The first clue is in what John meant by saying that Jesus was speared in the SIDE. (Greek=pleura, from which quite a few English words are derived) According to Thayer‘s Greek Lexicon it appears 5 times in the NT and is translated "side" every time. However it also appears in the LXX in Gen 2:21-22, where it is used to translate the Hebrew word for RIB. This lets us know that we are talking about the rib cage area of the side, and leads to a reasonable speculation about the nature of what John has described as water and blood.

I am not a medical expert. However I have read plausible articles which claim that the manner of the death described above would cause a large accumulation of "pericardialfluid". Apparently in extreme cases it can be as much as half a litre. I flew this past a doctor friend, who confirmed that it was possible. He also added another possible source of the fluid. It seems that "right heart failure" can also cause the production of a clear fluid known by the medical profession as "ascites fluid".

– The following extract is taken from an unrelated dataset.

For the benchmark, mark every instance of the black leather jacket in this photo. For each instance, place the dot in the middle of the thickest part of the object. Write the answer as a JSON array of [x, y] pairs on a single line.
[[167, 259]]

When Jesus was speared in the rib area of his side, just after His death, some blood and one or other of these fluids would have come out. It is not surprising that John‘s best description of the clear fluid he saw is "water". (Remember he was a fisherman -- not a Coronial Medical Examiner!)

The same friend who sparked this research, also pointed out the remarkable "type and antitype" parallel between the story of the creation of Eve and the death of Jesus on the Cross.

Genesis 2:21-22 tells how God caused Adam to fall into a DEEP SLEEP, before opening His chest to take one of his ribs to make Eve. That wound, received by Adam while "asleep", was the means by which God created Adam‘s bride.

For now, we will be brief about this aspect. However it isn‘t difficult to make a spiritual comparison between what happened to Adam, and the events of the crucifixion. The "deep sleep" of death, the wound in the rib cage area, and the shedding of some of Jesus‘ blood, all seem to have spiritual meanings which can be derived from prophesies about Jesus, and His own teaching in the Gospels.

What did Jesus mean? What was "finished"?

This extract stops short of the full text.